Plenty light for high light and some for sure. It's a very powerful light and yes that's the freshwater version. Check the videos on their website. It's going to be my next light. Any deep tank this should be the way to go. 
https://sbreeflights.com/sbox-fw-plant-lights/21-basic-fresh-water-plant-led-light.html


Sent from my iPhone using Tapatalk


----------



## jeffkrol (Jun 5, 2013)

Other LED choices include Aqaticlife Halo, reg. PAR 38 floods, Beamswork 3W diode clip light, Radion xr15 gen4 freshwater, Orphek, and TMC Grobeam
semi DIY one:
https://blueacro.com/acrostar/productsTMC Grobeam


----------



## Surge Davidson (May 2, 2017)

I'm thinking the SB Reef Lights one is my best bet after looking into everything. It doesn't look like any of the freshwater models have ramping though, so do you guys have any idea if it's possible to use it with a dimmer? It's not a necessity, but it would be nice to be able to do some form of sunrise and sunset effect.


----------



## dcutl002 (Apr 8, 2014)

So, did you get the SB Reef light?


Sent from my iPhone using Tapatalk


----------



## jeffkrol (Jun 5, 2013)

Surge Davidson said:


> I'm thinking the SB Reef Lights one is my best bet after looking into everything. It doesn't look like any of the freshwater models have ramping though, so do you guys have any idea if it's possible to use it with a dimmer? It's not a necessity, but it would be nice to be able to do some form of sunrise and sunset effect.
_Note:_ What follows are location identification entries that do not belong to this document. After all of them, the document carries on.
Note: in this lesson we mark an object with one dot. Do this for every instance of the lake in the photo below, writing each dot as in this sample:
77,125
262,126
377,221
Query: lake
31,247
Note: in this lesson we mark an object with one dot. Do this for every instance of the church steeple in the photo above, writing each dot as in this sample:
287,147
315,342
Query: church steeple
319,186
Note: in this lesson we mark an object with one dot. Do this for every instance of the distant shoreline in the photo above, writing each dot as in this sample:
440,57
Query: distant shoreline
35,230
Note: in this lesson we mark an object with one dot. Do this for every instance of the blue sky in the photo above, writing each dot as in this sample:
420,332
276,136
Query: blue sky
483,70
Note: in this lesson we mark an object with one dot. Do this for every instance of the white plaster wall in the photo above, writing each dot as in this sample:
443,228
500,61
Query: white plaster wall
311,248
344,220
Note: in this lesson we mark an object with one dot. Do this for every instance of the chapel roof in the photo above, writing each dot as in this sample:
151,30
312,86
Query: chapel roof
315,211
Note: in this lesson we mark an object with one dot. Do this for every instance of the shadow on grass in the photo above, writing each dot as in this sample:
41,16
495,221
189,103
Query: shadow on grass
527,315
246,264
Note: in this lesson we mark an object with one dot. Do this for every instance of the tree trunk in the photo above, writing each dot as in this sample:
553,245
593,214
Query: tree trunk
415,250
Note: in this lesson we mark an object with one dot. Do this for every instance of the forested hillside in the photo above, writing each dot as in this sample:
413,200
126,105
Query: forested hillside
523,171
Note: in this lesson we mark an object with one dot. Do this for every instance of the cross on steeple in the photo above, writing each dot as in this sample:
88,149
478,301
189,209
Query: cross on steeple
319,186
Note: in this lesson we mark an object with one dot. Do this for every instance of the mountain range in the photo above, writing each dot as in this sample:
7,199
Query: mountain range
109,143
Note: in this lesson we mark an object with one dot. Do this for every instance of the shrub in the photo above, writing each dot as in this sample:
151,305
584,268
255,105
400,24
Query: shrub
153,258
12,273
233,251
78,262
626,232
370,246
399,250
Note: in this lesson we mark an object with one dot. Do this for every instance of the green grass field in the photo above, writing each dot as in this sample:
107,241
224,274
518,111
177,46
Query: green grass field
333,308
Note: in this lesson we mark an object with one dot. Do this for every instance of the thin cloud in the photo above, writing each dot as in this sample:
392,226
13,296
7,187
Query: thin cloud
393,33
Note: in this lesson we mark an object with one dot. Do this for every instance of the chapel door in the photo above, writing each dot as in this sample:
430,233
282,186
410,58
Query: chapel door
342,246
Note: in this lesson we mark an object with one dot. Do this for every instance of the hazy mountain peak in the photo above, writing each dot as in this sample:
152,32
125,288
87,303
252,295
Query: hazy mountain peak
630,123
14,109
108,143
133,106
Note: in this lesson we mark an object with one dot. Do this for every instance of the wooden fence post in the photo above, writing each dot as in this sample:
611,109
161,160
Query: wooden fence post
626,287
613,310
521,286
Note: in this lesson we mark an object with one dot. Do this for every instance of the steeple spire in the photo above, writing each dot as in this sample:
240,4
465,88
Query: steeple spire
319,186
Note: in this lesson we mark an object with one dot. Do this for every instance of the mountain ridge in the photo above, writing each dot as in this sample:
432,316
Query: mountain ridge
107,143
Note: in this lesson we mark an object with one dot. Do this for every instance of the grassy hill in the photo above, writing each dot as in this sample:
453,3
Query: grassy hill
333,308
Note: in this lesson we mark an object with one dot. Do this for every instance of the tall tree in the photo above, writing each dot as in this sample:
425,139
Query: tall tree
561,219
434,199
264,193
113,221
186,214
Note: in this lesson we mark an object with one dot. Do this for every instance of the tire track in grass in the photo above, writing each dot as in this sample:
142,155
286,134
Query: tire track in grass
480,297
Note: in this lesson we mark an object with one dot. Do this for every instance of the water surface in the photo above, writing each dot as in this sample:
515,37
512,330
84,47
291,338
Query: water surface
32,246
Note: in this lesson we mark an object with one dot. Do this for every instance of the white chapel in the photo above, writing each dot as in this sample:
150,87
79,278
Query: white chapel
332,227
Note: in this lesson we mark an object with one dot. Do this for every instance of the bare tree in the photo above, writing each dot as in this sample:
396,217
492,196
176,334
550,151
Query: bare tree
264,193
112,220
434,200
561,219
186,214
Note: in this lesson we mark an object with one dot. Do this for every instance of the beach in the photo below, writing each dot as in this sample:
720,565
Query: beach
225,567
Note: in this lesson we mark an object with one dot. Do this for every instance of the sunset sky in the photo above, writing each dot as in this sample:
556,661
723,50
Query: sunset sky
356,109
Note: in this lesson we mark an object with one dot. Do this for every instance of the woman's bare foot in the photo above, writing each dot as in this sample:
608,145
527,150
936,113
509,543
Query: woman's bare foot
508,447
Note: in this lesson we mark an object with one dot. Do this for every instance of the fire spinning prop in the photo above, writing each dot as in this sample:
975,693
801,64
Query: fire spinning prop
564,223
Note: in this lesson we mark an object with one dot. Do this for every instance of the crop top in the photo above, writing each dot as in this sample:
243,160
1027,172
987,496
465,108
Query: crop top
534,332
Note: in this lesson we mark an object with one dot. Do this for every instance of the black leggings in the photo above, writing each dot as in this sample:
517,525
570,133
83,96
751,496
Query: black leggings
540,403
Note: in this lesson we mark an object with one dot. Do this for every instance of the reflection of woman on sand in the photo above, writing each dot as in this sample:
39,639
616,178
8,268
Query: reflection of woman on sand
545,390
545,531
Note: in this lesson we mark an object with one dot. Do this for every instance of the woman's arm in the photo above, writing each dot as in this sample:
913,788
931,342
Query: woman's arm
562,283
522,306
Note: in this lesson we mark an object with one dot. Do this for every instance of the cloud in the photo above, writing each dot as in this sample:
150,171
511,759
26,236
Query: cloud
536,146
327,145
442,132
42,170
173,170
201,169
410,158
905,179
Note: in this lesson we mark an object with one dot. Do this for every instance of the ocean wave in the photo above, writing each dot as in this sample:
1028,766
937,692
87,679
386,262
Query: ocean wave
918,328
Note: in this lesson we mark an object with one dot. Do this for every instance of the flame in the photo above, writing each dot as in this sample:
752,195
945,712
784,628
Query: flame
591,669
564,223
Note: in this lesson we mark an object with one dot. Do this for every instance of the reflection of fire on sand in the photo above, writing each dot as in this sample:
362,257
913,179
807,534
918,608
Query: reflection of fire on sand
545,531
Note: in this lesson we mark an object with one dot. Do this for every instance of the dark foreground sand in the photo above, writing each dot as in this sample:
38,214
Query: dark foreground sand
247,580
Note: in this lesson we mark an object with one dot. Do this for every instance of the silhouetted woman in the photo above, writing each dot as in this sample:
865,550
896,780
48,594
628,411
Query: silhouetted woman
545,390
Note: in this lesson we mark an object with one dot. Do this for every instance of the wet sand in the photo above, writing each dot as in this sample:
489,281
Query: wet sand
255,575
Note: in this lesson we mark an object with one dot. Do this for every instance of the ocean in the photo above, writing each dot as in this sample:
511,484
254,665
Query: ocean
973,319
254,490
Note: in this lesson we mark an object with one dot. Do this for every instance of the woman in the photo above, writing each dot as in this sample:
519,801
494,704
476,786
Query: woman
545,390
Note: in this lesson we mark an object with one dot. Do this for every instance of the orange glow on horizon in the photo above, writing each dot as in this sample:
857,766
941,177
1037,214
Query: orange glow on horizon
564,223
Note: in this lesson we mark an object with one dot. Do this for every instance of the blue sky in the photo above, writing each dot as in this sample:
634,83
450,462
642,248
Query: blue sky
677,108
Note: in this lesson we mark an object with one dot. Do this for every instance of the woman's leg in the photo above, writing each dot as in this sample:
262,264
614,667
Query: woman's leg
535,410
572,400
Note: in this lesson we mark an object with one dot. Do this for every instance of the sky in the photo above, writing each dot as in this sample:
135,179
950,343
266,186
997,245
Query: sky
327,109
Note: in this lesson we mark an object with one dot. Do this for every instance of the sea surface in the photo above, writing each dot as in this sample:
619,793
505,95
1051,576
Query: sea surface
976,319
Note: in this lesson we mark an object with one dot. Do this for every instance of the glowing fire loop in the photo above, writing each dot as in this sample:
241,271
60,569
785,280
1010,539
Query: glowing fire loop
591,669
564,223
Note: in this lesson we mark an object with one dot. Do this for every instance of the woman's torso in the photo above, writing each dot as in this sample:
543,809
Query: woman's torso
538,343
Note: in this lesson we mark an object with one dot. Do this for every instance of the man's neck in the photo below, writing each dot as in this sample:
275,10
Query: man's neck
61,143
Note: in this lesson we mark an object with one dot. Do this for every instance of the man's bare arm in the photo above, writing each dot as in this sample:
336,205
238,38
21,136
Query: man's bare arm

AFAICT the sb16 pro does ramping but not sure you can change the "length".. Kind of confusing on this though.
Halo does ramp up/down..
most strip type lights can be hacked to do it using a tc-420..


----------



## Surge Davidson (May 2, 2017)

jeffkrol said:


> AFAICT the sb16 pro does ramping but not sure you can change the "length".. Kind of confusing on this though.
> Halo does ramp up/down..
> most strip type lights can be hacked to do it using a tc-420..


I'm having a hard time being able to tell from the videos and description, but that's the one is get anyway and ramping isn't a dealbreaker. Not sure about the tc420, I haven't had time to read up on the details of that yet. I guess I'll take it as it comes, I still have to get the money together first [emoji14] Hopefully my plants will make it with just the 15w t5 and my fluval aura for now lol.


----------



## jeffkrol (Jun 5, 2013)

From sbreef site:


> Ramping lights have adjustable time intervals down to 10 minutes. Our closest competitor changes intensity every 30 minutes. We have a smoother ramping cycle.


Getting there..


----------



## Surge Davidson (May 2, 2017)

jeffkrol said:


> From sbreef site:
> 
> 
> Getting there..


Are you sure that's the freshwater model though? I noticed they have a saltwater model that's specifically labeled as a "ramping" model (the others being "basic" and "timer"), but in the freshwater section there isn't one like that (only "basic" and "timer").

Sent from my SCH-I435 using Tapatalk


----------



## jeffkrol (Jun 5, 2013)

Yea.. still not definitive is it.. 
Sorry about the image.. not sure why it is there.. long days..

Actually now that I got a better look at it.. pretty much a negative AFAICT..


----------